4) Otra información relevante es la de que la pieza de la destitución pide el alejamiento de Dilma de la Presidencia de la República, en razón de prácticas llamadas “pedaladas fiscales”1 y del uso de créditos adicionales, que son meras prácticas contables y administrativas y que jamás han sido juzgadas por el Congreso Nacional brasileño.
Esa es la verdad: Dilma es acusada por algo que aún ni siquiera ha sido juzgado por el Poder Legislativo brasileño (Diputados Federales y Senadores). Entonces, ¿cómo pueden derrocarla por dichas prácticas si estas ni siquiera han sido juzgadas?
Aunque las llamadas “pedaladas fiscales” fueran consideradas crimen de responsabilidad fiscal, y susceptibles a drásticas penas, los peritajes técnicos realizados concluyeron que Dilma Rousseff no tuvo responsabilidad directa por tales medidas contables.
5) Además, dichas prácticas son comunes y rutinarias en nuestro país, y no configuran cualquier tipo de crimen.
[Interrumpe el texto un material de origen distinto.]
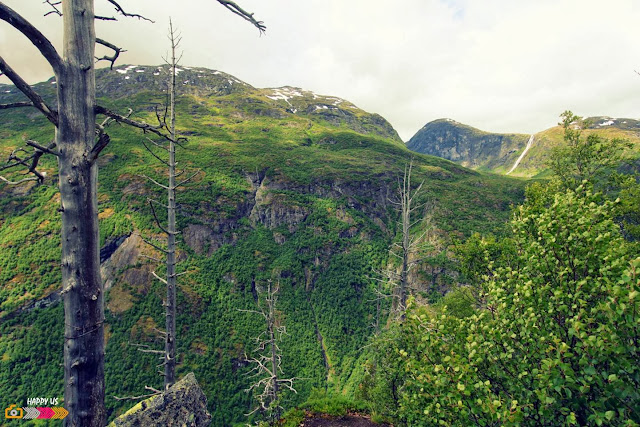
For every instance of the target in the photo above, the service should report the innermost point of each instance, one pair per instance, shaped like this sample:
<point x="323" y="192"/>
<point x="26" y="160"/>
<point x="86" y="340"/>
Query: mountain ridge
<point x="499" y="152"/>
<point x="298" y="198"/>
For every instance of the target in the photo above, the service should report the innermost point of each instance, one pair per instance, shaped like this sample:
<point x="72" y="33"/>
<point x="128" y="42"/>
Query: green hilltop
<point x="498" y="152"/>
<point x="294" y="187"/>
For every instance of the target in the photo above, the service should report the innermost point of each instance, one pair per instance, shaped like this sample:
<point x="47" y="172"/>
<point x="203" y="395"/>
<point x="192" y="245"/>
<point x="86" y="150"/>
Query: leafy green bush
<point x="555" y="343"/>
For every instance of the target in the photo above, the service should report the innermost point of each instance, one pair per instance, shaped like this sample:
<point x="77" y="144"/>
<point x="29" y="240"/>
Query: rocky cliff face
<point x="183" y="405"/>
<point x="468" y="146"/>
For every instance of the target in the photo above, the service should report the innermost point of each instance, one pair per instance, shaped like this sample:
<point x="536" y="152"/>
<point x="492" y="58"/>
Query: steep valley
<point x="499" y="153"/>
<point x="294" y="187"/>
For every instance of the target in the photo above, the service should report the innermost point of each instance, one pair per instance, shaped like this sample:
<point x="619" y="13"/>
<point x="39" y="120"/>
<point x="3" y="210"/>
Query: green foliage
<point x="555" y="343"/>
<point x="332" y="173"/>
<point x="584" y="159"/>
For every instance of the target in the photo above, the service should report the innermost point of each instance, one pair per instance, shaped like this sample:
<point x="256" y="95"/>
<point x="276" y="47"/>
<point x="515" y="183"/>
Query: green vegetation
<point x="546" y="330"/>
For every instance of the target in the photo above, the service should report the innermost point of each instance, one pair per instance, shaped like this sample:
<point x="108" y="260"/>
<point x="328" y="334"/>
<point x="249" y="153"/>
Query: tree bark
<point x="81" y="283"/>
<point x="170" y="344"/>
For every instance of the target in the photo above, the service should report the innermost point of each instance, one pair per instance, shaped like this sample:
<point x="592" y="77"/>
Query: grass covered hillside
<point x="468" y="146"/>
<point x="499" y="153"/>
<point x="294" y="187"/>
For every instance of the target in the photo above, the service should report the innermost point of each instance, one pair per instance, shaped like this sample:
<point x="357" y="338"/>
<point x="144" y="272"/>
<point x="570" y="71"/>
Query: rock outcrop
<point x="468" y="146"/>
<point x="184" y="404"/>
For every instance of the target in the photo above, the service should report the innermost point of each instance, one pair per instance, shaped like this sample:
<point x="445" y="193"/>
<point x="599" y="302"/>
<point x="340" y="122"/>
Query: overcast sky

Otros Presidentes de la República (Fernando Henrique Cardoso, por ejemplo, que es uno de los líderes del movimiento golpista que busca derrocar la presidenta Dilma) también han usado estos expedientes;
6) Además, 16 Gobernadores de estado (como es el caso de Geraldo Alckmin del PSDB, que apoya el Golpe de Estado contra la Presidenta Dilma) han hecho uso de dichas prácticas y nunca han sido acusados o juzgados por ello.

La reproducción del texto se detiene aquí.